MAITRE À BORD

MAÎTRE À BORD

 

 

Réalisateur :Peter Weir

Scénario:  John Collee, Larry Ferguson

 

Distribution :  Russell Crowe, Paul Bettany, Billy Boyd, James D’Arcy, Lee Ingleby, George Innes, Mark Lewis Jones, Chris Larkin, Richard McCabe, Robert Pugh, David Threlfall, Edward Woodall, Ian Mercer, Max Benitz..

 

Genre:  action – guerre - fond historique

Durée :  138 minutes approx.

 

Synopsis

En 1805, durant les guerres napoléoniennes, le capitaine anglais Jack Aubrey reçoit l’ordre d’intercepter le navire français Acheron. Il est cependant pris de court lorsque l'ennemi attaque en premier. Fin stratège, Aubrey répare son vaisseau en pleine mer, mais sa course subséquente est freinée par les intempéries et des tensions au sein de son équipage. Pire encore, son ami, le chirurgien Stephen Maturin, est grièvement blessé. À l’insu de ce dernier, le capitaine laisse filer l’Acheron pour jeter l’ancre au large des îles Galapagos, sachant que le blessé y sera mieux soigné. Bien que fiévreux, Maturin s’opère lui-même puis réalise son rêve d’explorer le territoire en naturaliste. Mais lors d'une randonnée, il découvre avec stupeur l’Acheron dans une baie. Délaissant ses trésors, l'explorateur part avertir Aubrey.

 

 

La fameuse série de Patrick O’Brian, en compagnie de Jack Aubrey et Stephen Maturin, les deux complices de « Maître à bord »….Une épopée navale et guerrière qui se déroule à l’aube du XIXe siècle.  Il s’agit d’empêcher l’Empereur Napoléon d’étendre son empire et de s’accaparer l’Angleterre.

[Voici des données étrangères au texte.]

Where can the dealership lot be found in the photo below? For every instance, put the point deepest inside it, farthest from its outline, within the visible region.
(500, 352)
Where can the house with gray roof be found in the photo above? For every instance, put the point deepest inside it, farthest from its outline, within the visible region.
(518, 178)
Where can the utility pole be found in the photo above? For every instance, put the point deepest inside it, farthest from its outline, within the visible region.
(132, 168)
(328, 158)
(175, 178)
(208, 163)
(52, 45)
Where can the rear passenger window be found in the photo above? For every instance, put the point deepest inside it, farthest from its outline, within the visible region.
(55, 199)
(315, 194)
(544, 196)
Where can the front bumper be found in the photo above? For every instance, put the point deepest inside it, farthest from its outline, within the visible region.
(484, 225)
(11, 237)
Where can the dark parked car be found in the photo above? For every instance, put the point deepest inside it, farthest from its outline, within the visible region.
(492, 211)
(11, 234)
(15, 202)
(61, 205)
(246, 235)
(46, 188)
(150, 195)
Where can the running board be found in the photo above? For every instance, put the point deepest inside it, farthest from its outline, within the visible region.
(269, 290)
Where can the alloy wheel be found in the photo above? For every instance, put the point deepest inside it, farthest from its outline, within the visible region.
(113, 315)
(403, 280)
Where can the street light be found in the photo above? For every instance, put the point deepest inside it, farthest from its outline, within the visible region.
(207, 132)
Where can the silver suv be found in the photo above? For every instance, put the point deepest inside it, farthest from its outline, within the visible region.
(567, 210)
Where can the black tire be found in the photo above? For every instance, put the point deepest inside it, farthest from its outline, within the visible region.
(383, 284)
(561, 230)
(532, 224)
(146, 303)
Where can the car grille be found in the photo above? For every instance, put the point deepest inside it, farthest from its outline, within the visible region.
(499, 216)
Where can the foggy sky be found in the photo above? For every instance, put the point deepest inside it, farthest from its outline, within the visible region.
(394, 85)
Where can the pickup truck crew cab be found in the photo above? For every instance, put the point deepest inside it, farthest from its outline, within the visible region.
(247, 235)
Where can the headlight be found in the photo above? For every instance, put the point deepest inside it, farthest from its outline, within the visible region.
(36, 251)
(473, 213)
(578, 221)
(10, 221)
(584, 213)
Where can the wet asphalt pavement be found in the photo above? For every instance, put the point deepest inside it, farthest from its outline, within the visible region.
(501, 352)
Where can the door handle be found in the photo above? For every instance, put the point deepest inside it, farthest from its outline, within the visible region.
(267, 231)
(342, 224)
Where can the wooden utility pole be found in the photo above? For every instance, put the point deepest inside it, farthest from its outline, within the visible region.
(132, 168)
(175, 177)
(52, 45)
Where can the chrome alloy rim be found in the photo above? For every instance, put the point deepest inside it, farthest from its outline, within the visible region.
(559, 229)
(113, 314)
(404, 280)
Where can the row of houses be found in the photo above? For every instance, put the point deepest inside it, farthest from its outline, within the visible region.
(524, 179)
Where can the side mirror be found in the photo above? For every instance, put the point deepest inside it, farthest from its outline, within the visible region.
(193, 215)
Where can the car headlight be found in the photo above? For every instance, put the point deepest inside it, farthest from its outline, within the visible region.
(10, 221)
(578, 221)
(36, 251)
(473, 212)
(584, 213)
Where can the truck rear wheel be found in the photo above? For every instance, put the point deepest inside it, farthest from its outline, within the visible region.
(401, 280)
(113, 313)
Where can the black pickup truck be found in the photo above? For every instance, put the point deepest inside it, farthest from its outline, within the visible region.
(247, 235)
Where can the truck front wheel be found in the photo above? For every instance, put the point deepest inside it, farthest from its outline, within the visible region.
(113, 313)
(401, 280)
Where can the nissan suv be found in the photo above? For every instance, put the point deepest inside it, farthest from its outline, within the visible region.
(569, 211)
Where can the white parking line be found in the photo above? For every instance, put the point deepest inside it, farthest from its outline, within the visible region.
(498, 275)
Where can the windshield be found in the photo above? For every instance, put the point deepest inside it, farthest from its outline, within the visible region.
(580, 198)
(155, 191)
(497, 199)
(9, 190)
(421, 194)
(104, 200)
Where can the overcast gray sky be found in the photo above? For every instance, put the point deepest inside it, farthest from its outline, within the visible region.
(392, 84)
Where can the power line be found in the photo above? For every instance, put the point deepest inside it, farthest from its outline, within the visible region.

Là s’arrête la ressemblance.  Par contre, la vie à bord, les relations entre les hommes qui doivent surmonter les dangers : tempêtes, froid, famine, guerre, maladies etc…dans des conditions sanitaires impensables est une vraie réussite cinématographique.

 

Le choix du réalisateur est judicieux :  scènes de la vie quotidienne en mer à bord d’un navire de guerre.  Le spectateur ressent la promiscuité constante vécue dans des espaces restreints, la guerre de clans, les querelles qui s’installent entre les matelots, les intrigues, les jalousies etc…La photographie est exceptionnelle.  Je crois que c’est exactement cet aspect qui donne à ce film son originalité, sa force et sa richesse.  Pourtant l’histoire est simple et classique :  la poursuite infernale entre deux navires de guerre – un navire français et un navire anglais.

 

Nous sommes à bord du navire anglais en compagnie du célèbre capitaine Aubrey et de son équipage.  C’est également la confrontation entre le guerrier Aubrey et le scientifique humaniste Maturin.  Deux amis de longue date qui se respectent et retrouvent pour un court moment un espace culturel lors de rencontres musicales - Aubry est violoniste et Maturin violoncelliste.  Là, le temps s’arrête, nous ne sommes plus en guerre ni en mer.  La musique représente la vie normale en temps de paix.

 

C’est un film d’hommes.  Une atmosphère à la fois guerrière et amicale s’installe dès les premières minutes du film et plane tout au long de l’aventure.  Nous sommes en guerre, sur un navire, en pleine mer.  Aubrey en est le capitaine : la figure du père, du héros et du sauveur.  Il n’a pas droit à l’erreur ni à la faiblesse.  Son nom et ses combats sont déjà légendes c’est pourquoi tout son équipage, du plus jeune matelot à son bras droit le vénèrent et le craignent.  Tous sont prêts à mourir pour lui et l’Angleterre.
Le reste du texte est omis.